If an AI agent with an employee ID approves a fraudulent invoice, who's responsible? The person who deployed it? The team that configured its access? The vendor whose model hallucinated the approval? The identity platform that authenticated it?

These aren't hypotheticals. We're already seeing what happens when agent access goes ungoverned. We covered the 5,000+ vibe-coded apps leaking API keys and corporate data back in May. That was the canary. NewCore's existence is the confirmation: the enterprise is now building infrastructure to answer these questions with policy, not panic.

When a $300M-valued company is funded specifically to solve AI agent identity, we're past the point of asking whether agents need governance. We're into who builds it and how.

What does this mean for no-code builders?

Here's where the no-code angle gets concrete. Structured no-code platforms like Bubble, Webflow, Stacker, and Glide already have something raw agent deployments don't: built-in user authentication, role-based access control, and audit trails.

When you build a client portal in Stacker, the platform already knows who can see what. There's a permission model. There's a login. There's a record of who did what and when. If you deployed a raw AI agent via the OpenAI API and gave it a service account, you'd have none of that unless you built it yourself. And most people won't.

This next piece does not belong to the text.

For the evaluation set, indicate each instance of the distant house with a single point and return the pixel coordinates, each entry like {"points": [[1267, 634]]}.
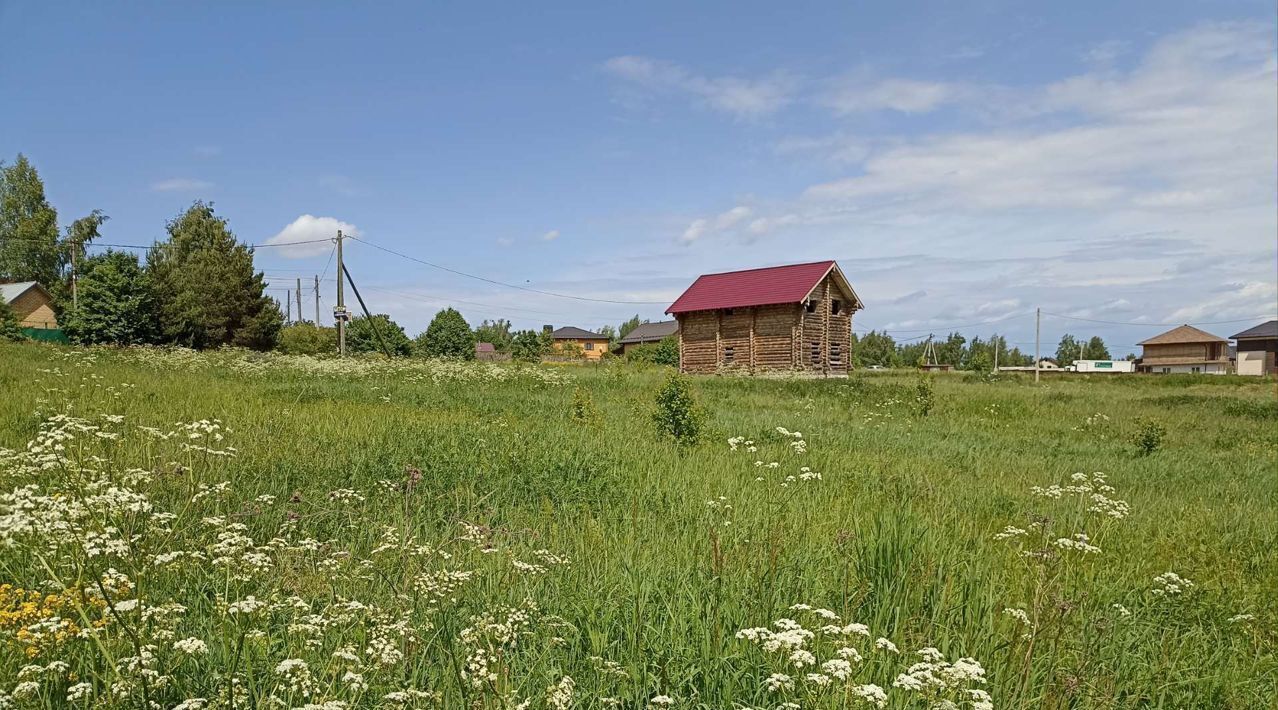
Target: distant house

The architecture maps naturally. An agent identity is, functionally, a user identity with a different authentication method and a narrower scope of action. The structured platforms already understand users, roles, and permissions. Extending that model to agents (giving your customer's AI assistant a "read-only" role on certain tables, or requiring multi-party approval before an agent can modify a record) is a smaller conceptual leap than bolting governance onto a raw API deployment after the fact.

This isn't theoretical. Enterprise clients are already asking no-code agencies to integrate AI agents into their existing workflows. The ones who can answer the governance question — here's how we authenticate, scope, and audit the agent — are going to win those deals. The ones who say "we'll figure that out later" are going to lose them, or worse, win them and own the liability.

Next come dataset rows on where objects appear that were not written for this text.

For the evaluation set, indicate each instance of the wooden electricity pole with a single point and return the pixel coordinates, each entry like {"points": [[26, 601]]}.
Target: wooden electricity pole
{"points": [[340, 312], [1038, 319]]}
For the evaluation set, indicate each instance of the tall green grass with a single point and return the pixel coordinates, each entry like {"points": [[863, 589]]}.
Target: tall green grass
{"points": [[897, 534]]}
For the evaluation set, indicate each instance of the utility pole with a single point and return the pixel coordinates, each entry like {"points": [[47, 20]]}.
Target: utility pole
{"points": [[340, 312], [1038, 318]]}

Why does the trust gap matter now?

We've been tracking a pattern across our coverage this year. First came the AI psychosis piece in early June: companies throwing agents into production without understanding the failure modes. Then the vibe-coded apps leaking corporate credentials because nobody thought to add authentication. The OWASP top 10 for LLM applications is real and growing, and the security industry is scrambling.

NewCore is the enterprise answer to that scramble. But the enterprise answer and the no-code answer don't have to be different things. In fact, the platforms that already solved identity for humans are better placed to extend it to agents than the companies starting from scratch.

The question isn't whether AI agents need identity governance. NewCore's $66M round answers that definitively. The question is whether no-code builders will use the head start they already have, or wait until a client's agent causes a breach and then start caring.

The takeaway

AI agents with corporate identities are coming. Not in a vague future sense, but in the sense that a well-funded startup just built the plumbing and enterprise customers are signing up. If you're deploying agents for clients on structured no-code platforms, you already have the authentication and permissioning primitives you need. Use them. Scope agent access the same way you'd scope a junior employee's. Audit what they do. Build revocation paths that work in one click, not one sprint.

The infrastructure for treating agents as employees is being built right now. The builders who understand that, rather than treating agents as magic black boxes, are the ones clients will trust.